Using a “narrow” kernel will lead to an ineffective repulsion term and a gradient term where only realization j impacts the gradient for itself. In the examples below, we used a diagonal C with the number \(2/\pi \) on the diagonal.

In Figs. 18.1, 18.2 and 18.3 we present the results from the three cases with increasing degrees of nonlinearity. From top to bottom, we show the results using particle flow, an iterative ensemble smoother (IES) based on EnRML, ES, and finally, ESMDA.

In the upper plots we see that the particle-flow method with adjoint model sensitivity (full line) converges to the correct posterior independent of model nonlinearity. Moreover, the technique even recovers the bimodality in the rightmost plot. This result is in agreement with the theory. When introducing the ensemble-averaged model sensitivity from Approx. 7 in the particle flow methods, we still obtain good results in the weakly nonlinear cases with only a slight distortion of the sampled distribution compared to the true posterior. However, in the bimodal case, none of the methods show any skill in recovering the correct distribution. Thus, the linear regression Approx. 7 requires the model to be weakly nonlinear in the sense that the model is a monotonic function of the estimated inputs.

Although the particle-flow algorithm shows excellent potential for sampling the posterior pdf, extending it to higher-dimensional problems and practical applications poses certain challenges. For example, in a high-dimensional model, we must ensure that the repulsion term with a given kernel is “active,” using an appropriate kernel and a sufficient number of samples.

In the second row of plots in Figs. 18.1, 18.2 and 18.3 we computed the results from the EnRML sampling where we apply the Approx. 6 and minimize an ensemble of cost functions Eq. (7.1) using the IES. The solid line shows the sampled pdf when using the adjoint model sensitivity, while the dashed lines illustrate the results when we introduce the ensemble-averaged model sensitivity from Approx. 7. In the nearly linear case in Fig. 18.1, the EnRML sampling using both the adjoint and the linear regression representation for model sensitivity gives nearly the same answer.
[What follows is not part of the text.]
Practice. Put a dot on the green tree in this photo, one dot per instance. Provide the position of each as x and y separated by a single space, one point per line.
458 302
However, when the degree of nonlinearity increases, the two estimates diverge from each other and the true posterior. In the bimodal case, the EnRML sampling with adjoint model sensitivity captures both the modes but only approximately. This example represents all methods that exactly minimize the cost functions in Eq. (7.1), including the En4DVar.

Fig. 18.1
figure 1

Sampling Bayes’ for the scalar inverse problem in Eq. (18.1) with the prior and observation centered at zero. From top to bottom we show results using particle flow (PFF), an iterative ensemble smoother (IES), ES, and ESMDA. Each plot shows the results using an ensemble based model sensitivity (full lines) and an adjoint model sensitivity (dashed lines). Additionally, for ES and ESMDA, we plot the results when omitting the correction when computing \({\mathbf {C}}_{yy}\)

Fig. 18.2
figure 2

As in Fig. 18.1 but with the prior centered at \(x=1\) and the measurement at \(x=-1\)

Fig. 18.3
figure 3

As in Fig. 18.1 but for the highly nonlinear model defined by Eq. (18.2)
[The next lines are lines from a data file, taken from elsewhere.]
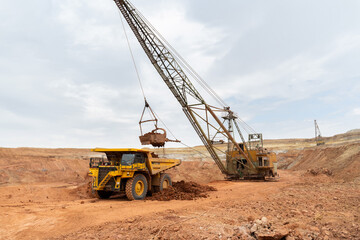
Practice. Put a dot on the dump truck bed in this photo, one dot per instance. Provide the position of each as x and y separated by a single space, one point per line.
154 165
161 164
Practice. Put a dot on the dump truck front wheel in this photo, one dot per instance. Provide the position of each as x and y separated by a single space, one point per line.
103 194
136 187
165 181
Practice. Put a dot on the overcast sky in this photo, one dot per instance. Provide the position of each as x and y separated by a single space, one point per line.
67 80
The third row of plots in Figs. 18.1, 18.2 and 18.3 shows the results when we minimize the cost functions in Eq. (7.1) using the ES method that includes the additional linearization of Approx. 5. Clearly, in both cases using an ensemble-averaged linear regression and an adjoint model sensitivity, the linearization causes the resulting pdf to deviate even further from the true posterior pdf. Surprisingly, we obtain a nearly perfect fit using ES in the case with the multimodal model when using the adjoint model sensitivity. In these plots, we also show the result with an ensemble-averaged sensitivity and where we computed \({\mathbf {C}}_{yy}\) directly without using the correct regression in Eq. (7.11). This error causes a significant shift in the estimated pdf and a worsening of the result.
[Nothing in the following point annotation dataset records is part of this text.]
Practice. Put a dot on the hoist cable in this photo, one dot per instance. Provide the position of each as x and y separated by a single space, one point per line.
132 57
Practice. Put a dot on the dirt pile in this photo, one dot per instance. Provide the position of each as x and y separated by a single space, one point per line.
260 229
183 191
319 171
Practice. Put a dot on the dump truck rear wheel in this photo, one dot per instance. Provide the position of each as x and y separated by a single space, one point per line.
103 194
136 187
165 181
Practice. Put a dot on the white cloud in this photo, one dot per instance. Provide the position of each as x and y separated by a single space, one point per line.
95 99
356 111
Finally, the bottom plots of Figs. 18.1, 18.2 and 18.3 show the results when sampling the posterior distribution using ESMDA. Recall that ESMDA is just a sequence of ES updates using measurements with inflated errors. In the linear case, ESMDA samples exactly the Bayes’ posterior pdf. In the nonlinear case, ESMDA is subject to the linearity Approx. 5, but the impact of this approximation can be made negligible by using many small update steps. The many minor updates are nearly linear, and we have an almost insignificant effect of using the regression formula in Eq. (7.11). ESMDA with an ensemble gradient does amazingly well for this particular problem, while when using the adjoint model sensitivity, we obtain a much worse result. In the highly nonlinear case in Fig. 18.3, we observe that ESMDA with 32 steps and an adjoint model sensitivity does not work. This problem is a result of the vastly inflated measurements used in each update step. The large perturbations create some perturbed measurements with non-physical values that exceed the possible function outputs. For the model in Eq. (18.2), the outputs are restricted to the interval \(y \in [0:2]\), neglecting the stochastic model errors q. Evensen (2018) pointed out this issue with ESMDA. Using fewer update steps or even a square root formulation for the ESMDA (Emerick, 2018) might resolve this problem.

In summary, the particle-flow algorithm converges to the Bayesian posterior when using the adjoint model sensitivity. However, the computational cost is significantly larger than for the other methods. Moreover, we must choose the kernel wisely and care about the required number of particles for high-dimensional systems. Furthermore, introducing an ensemble gradient results in a solution that diverts from the correct Bayesian solution. Thus, when we don’t have an adjoint, we may still obtain an improved estimate using particle flow. Finally, the EnRML solution introduces another approximation, and the result is less good than the particle-flow solution. The code used for these examples is available from https://github.com/geirev/EnKF_scalar.git.

Fig. 18.4
figure 4

Illustration of the linear regression update used to solve the parameter estimation problem. The upper frame illustrates the ensemble prediction of five realizations of a scalar parameter, which misses the measurement in blue. The lower frame shows how the updated parameter realizations lead to predictions in better agreement with the measurement

3 Summary

As we have seen from the examples discussed in this chapter, the approximate sampling of the Bayes’ posterior worsen with increasing nonlinearity. Particularly for the multimodal problem, the results from using ensemble smoothers with an ensemble model sensitivity completely fail. In Fig. 18.4 we illustrate the basis for these methods. In this example, we have a monotonically increasing prediction with an increasing value for the input parameter. This situation corresponds to the two examples in Figs. 18.1 and 18.2. Thus, we have a positive correlation between the input parameter and the predicted measurement. When we are underpredicting the observation, the positive correlation indicates that we can increase the input-parameter value to obtain a better fit. The ES is using precisely this approach. The iterative EnRML smoothers take this one step further to handle better a certain degree of nonlinearity in the dynamics. However, the stronger the nonlinearity, the poorer is the regression representation of the model sensitivity. And, for non-monotonic functions, the correlation between input parameters and predicted measurements approach zero, explaining the poor performance of the regression updates in Fig. 18.3.